Developing cheaper and safer non-weather-based AI models for microgrid demand and supply forecasting in rural areas

ABSTRACT

A number of studies have used various machine learning (ML) techniques to forecast the demand (load) and supply (power production) of microgrid power in rural areas, using weather data as inputs; however, there are many practical problems with this data. This includes exorbitant procurement costs and a dearth of communication-failure backups with weather data services. The current literature has not yet addressed these pragmatic concerns. These problems also make the implementation of microgrids and the widespread deployment of solar power more challenging, especially in rural areas with low-income levels. As a more practical alternative to weather-based models, this study suggests models that instead use historical data of power demand and supply. We employ ML techniques using historical data to forecast demand and supply over five different time horizons: 15 minutes, 1-hour, 1-day, 1-week, and 1-month. Demand-side and supply-side forecasting performs best using the Linear Regression model, which also had the best Pearson Correlation Coefficient, Mean Absolute Error and Root Mean Squared Error—comparable to state-of-the-art weather-based models. Our models are a cheaper and safer option—enabling wider deployment of microgrids and solar power in rural areas, especially where high costs are an issue.

INTRODUCTION.

Access to energy is an essential catalyst for socioeconomic development in rural areas. A growing number of people in rural areas now have access to electricity thanks to microgrid solutions, where the national grid often does not provide electricity. Developers of microgrids must manage their current locations and extend to new areas (1). On the other hand, in certain rural areas, an increasing number of microgrids have begun to diversify their power supply by including renewable energies. The design of a new power management system is necessary for the integration and optimization of the various energy sources. This system must be able to predict how much electricity the community will use and how much electricity will be produced from renewable sources in order to manage the fossil fuel-based generators and satisfy the community’s power needs (2).

Furthermore, in rural areas in developing countries such as Bangladesh, the government is unable to provide enough support for national grid extension and distributing energy to remote rural areas due to high investment and maintenance costs (3). Hence, microgrids are the only way to access electricity. However, the high costs of forecasting (demand and supply) and unreliability of a microgrid, especially when run on solar photovoltaic (PV) cells, makes implementing a microgrid in rural areas difficult as well (3).

In the literature, a number of machine learning (ML) and artificial intelligence (AI) forecasting models have been proposed for microgrid developers, in order to reduce the unreliability of running a microgrid and to create a ‘power management system’: the load or consumers’ consumption (‘demand-side’) must be predicted; the power production by the solar PV cells (‘supply-side’) must be predicted as well (1).
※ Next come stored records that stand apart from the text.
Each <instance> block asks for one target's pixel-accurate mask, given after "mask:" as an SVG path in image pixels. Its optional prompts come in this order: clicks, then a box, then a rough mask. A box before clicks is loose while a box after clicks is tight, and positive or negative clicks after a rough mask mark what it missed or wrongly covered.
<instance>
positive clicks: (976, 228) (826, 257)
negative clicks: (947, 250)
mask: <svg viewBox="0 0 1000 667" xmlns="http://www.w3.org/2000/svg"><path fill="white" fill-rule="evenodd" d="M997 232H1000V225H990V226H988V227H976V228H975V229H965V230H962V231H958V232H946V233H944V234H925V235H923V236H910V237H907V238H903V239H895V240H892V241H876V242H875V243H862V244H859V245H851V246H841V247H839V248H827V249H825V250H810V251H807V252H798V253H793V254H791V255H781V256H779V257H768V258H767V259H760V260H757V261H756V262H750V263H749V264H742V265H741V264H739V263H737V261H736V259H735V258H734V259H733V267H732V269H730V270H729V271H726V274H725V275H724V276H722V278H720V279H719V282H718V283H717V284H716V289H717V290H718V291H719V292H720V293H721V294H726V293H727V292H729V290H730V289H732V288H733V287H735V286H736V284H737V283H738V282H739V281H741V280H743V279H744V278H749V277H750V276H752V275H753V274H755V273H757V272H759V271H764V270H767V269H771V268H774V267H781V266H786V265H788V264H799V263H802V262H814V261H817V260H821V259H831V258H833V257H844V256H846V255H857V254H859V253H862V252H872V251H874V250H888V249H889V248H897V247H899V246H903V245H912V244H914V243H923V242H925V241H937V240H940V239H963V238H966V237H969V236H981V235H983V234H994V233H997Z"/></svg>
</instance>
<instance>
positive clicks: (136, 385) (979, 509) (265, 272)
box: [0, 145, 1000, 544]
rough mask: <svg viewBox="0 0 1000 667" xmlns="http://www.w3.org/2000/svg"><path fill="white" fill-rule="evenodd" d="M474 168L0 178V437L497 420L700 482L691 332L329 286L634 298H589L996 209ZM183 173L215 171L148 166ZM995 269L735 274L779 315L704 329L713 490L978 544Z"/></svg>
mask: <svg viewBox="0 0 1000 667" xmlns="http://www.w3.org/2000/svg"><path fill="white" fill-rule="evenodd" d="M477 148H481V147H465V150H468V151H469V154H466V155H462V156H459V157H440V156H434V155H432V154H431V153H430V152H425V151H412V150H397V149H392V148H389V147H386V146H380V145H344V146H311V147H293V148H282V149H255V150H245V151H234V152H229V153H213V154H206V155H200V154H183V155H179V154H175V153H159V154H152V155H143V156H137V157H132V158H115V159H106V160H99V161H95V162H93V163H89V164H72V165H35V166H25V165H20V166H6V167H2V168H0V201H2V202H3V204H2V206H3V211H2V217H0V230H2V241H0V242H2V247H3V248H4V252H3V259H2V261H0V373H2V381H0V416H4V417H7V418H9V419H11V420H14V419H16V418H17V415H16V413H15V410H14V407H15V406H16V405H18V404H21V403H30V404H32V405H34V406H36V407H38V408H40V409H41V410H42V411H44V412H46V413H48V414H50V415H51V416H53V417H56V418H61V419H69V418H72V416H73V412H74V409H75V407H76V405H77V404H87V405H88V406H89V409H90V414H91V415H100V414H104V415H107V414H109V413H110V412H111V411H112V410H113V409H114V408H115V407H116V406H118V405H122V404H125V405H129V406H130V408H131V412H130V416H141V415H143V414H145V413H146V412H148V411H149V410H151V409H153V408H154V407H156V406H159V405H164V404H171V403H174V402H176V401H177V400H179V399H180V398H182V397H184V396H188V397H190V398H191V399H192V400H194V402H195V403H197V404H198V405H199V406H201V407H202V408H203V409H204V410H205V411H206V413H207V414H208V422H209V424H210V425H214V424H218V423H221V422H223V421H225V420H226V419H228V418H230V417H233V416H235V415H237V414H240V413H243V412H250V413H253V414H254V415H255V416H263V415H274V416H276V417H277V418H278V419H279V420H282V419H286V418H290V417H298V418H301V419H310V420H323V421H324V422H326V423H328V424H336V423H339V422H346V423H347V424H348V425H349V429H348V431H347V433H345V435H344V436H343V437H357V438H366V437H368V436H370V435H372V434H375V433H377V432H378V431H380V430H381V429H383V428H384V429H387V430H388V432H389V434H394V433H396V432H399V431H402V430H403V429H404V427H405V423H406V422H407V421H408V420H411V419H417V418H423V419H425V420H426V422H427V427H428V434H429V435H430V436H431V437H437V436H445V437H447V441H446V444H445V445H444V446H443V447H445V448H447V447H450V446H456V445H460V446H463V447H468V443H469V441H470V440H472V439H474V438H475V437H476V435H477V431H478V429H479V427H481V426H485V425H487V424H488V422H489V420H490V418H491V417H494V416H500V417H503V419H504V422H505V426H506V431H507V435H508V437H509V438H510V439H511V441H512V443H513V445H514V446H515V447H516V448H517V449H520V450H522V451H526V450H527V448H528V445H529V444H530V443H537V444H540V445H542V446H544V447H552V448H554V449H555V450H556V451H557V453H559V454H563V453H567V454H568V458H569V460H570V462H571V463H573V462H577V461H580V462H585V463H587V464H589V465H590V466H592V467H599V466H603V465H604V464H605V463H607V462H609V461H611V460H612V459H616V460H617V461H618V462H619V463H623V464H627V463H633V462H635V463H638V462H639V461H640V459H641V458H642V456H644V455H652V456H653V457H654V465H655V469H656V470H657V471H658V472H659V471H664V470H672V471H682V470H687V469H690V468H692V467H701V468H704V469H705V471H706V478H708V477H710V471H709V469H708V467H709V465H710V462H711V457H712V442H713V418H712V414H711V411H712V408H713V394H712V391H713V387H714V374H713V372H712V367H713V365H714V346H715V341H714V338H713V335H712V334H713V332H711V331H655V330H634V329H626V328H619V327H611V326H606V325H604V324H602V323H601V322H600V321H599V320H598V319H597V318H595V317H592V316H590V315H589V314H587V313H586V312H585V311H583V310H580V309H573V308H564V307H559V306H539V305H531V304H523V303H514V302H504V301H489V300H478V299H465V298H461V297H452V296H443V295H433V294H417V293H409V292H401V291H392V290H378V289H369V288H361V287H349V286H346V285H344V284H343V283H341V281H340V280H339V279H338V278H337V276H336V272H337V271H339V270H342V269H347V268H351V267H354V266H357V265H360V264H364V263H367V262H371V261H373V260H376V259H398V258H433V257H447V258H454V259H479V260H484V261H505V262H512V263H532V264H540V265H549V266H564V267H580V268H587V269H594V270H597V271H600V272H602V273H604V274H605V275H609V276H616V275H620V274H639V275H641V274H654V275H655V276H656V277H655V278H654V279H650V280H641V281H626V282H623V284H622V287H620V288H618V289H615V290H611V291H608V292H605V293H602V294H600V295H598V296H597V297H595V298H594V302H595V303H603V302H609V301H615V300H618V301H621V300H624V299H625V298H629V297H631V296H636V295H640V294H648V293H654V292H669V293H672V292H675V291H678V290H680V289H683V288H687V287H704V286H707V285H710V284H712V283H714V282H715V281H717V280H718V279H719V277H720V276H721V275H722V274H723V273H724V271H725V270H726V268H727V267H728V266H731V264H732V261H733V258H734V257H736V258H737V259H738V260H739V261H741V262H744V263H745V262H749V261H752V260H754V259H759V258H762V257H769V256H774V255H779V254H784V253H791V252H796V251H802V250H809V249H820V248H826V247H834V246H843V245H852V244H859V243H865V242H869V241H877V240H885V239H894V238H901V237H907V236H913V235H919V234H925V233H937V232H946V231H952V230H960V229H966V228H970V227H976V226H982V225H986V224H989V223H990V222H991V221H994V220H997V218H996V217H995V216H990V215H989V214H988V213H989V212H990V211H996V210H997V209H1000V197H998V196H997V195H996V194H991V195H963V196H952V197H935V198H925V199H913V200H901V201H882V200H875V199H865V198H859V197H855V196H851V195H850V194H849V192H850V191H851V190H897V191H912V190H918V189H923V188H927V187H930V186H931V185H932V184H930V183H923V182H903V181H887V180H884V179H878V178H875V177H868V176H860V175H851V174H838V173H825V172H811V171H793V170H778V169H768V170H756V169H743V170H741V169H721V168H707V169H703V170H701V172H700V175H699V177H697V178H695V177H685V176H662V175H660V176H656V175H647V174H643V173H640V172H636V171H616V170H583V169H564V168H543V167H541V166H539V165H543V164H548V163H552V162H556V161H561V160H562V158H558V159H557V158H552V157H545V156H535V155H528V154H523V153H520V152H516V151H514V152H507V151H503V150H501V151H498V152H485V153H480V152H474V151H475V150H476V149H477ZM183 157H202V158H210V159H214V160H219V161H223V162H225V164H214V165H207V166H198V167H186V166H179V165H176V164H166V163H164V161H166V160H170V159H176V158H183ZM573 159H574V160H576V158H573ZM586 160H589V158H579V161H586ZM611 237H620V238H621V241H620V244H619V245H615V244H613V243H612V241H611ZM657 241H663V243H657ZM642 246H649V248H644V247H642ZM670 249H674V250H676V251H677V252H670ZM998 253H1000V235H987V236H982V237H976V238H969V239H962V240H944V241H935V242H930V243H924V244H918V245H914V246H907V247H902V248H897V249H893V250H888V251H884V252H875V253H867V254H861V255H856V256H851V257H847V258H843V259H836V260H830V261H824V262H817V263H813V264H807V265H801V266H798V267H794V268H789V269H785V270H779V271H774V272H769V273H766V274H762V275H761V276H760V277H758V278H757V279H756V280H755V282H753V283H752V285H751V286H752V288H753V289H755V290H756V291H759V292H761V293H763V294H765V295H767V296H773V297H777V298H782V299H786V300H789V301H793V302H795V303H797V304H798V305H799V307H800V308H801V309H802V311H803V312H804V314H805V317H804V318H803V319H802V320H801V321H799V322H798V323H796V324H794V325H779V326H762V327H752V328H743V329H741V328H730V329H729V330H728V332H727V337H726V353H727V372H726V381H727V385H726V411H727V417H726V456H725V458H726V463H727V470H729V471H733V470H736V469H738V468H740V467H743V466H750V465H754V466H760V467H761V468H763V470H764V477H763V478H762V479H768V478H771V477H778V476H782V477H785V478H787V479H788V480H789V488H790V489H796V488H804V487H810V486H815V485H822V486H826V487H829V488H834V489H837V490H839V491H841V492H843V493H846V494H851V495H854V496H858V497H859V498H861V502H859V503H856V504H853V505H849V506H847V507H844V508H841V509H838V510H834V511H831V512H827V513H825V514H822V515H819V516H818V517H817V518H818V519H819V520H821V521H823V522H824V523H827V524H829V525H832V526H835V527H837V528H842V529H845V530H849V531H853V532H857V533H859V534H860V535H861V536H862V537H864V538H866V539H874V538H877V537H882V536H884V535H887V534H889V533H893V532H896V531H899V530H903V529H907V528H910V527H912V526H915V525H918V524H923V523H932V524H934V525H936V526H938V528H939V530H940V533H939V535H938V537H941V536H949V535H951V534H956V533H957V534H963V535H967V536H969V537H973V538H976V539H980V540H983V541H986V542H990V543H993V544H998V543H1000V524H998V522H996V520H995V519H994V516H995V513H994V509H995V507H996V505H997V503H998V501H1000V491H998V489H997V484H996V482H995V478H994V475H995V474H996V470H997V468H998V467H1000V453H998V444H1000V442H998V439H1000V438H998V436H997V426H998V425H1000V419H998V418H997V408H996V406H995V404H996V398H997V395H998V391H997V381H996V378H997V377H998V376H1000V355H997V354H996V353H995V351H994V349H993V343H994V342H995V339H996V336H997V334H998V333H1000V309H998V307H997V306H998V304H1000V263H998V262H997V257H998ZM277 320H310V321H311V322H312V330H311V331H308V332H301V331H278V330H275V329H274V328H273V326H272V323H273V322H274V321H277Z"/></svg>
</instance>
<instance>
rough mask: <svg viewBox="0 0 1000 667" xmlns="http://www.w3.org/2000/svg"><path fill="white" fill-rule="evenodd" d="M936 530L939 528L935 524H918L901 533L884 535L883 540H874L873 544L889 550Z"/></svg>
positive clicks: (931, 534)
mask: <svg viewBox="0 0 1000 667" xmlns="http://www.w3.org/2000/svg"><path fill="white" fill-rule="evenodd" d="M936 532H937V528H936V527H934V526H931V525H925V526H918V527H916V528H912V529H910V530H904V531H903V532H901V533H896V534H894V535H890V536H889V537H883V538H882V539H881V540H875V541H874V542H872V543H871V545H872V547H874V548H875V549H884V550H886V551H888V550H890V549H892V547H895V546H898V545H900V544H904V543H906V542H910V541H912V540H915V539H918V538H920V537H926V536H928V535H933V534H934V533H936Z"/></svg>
Otieno et al. successfully forecasted energy demand for microgrids over multiple horizons in Sub-Saharan Africa, with the best forecasts using an exponential smoothing technique (1). Mcsharry et al. also successfully forecasted energy demand, but using a probabilistic approach, with a key outcome of the paper in identifying the needed time-horizons for microgrid developers. They identify three particular ‘time-horizons’: (1) very short-term forecasting (minutes to hours), (2) short-term load forecasting (hours to weeks), and (3) medium-term to long-term forecasting (weeks to months to a year) (4). Cenek et al. applied long short-term memory (LSTM) and artificial neural networks (ANNs) to the problem, working to forecast load in rural areas in Alaska, using a relatively small amount of training data to achieve a high accuracy (2).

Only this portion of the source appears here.